News Highlight
Cancer patients suffer due to growing healthcare costs.
Key Takeaway
- Cancer, together with noncommunicable diseases (NCDs) such as heart disease, stroke, diabetes, and chronic lung disease, account for 74% of all deaths globally.
- Every year, over 10 million individuals are killed by cancer.
- Because it is a time-consuming disease, the healing process is lengthy and costly.
- Inevitably, it impacts people’, families’, and communities’ financial and emotional health.
Cancer
- About
- It is a category of disorders that develops when cells in the body start to grow and divide uncontrolled, resulting in tumour growth.
- Cells in the body normally grow, divide, and die in an orderly method.
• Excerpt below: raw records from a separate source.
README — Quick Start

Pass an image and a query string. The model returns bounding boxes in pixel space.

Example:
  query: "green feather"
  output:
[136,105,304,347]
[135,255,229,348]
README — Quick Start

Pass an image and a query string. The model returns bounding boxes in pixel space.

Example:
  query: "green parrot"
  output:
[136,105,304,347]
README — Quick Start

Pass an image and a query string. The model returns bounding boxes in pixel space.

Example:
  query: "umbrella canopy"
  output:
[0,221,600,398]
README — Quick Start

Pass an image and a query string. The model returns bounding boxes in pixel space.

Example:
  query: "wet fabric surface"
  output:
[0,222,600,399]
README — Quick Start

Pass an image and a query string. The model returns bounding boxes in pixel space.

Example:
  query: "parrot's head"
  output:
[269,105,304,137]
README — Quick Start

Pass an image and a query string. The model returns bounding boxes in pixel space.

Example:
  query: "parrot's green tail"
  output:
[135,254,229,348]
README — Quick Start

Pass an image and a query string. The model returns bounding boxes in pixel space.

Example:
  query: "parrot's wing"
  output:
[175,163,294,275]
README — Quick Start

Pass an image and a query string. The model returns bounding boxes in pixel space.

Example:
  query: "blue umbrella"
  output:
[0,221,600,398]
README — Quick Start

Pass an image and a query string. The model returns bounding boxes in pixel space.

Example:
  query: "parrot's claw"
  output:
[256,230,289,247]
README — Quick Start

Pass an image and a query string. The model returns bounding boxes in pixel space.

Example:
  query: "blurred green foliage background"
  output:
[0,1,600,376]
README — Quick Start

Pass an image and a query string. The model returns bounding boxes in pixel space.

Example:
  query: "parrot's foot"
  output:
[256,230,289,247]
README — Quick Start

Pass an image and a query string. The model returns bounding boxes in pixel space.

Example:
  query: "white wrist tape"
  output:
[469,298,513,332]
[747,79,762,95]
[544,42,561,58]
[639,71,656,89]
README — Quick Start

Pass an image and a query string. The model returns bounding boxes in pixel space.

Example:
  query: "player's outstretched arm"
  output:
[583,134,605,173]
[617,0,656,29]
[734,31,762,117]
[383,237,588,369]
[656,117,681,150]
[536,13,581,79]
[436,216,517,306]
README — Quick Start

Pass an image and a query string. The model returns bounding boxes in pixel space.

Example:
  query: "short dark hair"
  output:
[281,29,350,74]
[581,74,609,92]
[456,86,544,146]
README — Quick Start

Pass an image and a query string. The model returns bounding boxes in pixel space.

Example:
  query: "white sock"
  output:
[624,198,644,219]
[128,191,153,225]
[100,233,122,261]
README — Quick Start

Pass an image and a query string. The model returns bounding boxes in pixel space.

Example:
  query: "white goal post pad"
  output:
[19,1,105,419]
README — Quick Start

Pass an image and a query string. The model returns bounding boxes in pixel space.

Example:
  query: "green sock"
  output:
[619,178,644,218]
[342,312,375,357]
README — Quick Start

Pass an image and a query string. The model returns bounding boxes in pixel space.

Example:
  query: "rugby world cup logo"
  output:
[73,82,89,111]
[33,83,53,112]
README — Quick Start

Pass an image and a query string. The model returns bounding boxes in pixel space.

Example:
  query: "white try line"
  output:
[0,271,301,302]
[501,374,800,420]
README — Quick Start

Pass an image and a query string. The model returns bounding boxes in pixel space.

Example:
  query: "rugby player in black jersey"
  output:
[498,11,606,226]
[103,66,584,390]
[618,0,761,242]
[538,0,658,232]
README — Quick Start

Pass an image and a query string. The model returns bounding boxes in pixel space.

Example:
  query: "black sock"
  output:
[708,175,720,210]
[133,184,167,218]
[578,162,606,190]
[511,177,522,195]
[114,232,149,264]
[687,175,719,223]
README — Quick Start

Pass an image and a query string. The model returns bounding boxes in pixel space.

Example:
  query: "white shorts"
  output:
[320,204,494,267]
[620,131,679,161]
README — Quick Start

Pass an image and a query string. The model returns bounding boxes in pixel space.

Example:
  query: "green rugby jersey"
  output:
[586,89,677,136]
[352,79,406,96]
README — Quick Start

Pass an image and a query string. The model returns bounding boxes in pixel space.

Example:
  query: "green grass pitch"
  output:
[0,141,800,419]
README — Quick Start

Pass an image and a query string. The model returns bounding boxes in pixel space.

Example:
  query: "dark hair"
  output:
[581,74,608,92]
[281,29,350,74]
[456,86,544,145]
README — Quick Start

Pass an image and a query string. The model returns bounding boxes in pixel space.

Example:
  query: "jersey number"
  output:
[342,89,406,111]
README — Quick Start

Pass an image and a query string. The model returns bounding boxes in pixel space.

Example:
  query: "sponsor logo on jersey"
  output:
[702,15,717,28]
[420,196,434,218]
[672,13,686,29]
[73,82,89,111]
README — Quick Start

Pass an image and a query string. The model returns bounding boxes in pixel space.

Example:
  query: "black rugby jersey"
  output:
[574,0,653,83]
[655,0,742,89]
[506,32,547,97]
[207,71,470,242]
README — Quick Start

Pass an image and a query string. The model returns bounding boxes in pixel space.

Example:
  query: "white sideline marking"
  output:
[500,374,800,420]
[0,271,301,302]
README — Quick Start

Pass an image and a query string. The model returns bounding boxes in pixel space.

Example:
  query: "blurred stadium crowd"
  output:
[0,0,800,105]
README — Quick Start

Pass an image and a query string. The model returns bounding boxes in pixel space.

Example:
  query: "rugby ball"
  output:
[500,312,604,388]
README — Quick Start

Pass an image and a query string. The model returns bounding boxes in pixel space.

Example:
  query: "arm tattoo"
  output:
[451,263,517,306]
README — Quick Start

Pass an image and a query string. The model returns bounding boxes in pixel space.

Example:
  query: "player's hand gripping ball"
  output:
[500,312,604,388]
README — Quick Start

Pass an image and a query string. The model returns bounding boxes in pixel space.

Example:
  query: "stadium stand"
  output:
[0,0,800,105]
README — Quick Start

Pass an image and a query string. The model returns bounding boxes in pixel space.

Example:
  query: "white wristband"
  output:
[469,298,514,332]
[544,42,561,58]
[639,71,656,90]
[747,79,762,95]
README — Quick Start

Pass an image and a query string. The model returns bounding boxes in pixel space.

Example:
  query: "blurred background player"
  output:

- Nevertheless, this process is disrupted in cancer, accumulating aberrant cells that can form a mass or tumour.
- It can affect any body part and come in various forms.
- Other malignancies, such as leukaemia, may not produce tumours but nonetheless entail excessive cell growth.
- The symptoms vary based on the type and location of the tumour.
- Yet, common symptoms include unexpected weight loss, exhaustion, pain, and skin changes or the appearance of a lump or mass.
Economic Burden of Cancer Treatment
- Inaccessible and Increasing Costs
- According to the NSS 2017-18 data, the average medical expenditure per hospitalised case for tumor treatment was 68,259 in urban regions.
- A study by the Parliamentary Standing Committee highlighted concern about the inaccessibility and rising cost of cancer treatment.
- Regulatory Challenges
- While anti-cancer medication costs can be regulated, radiation charges cannot because it has not been recognised as an essential service.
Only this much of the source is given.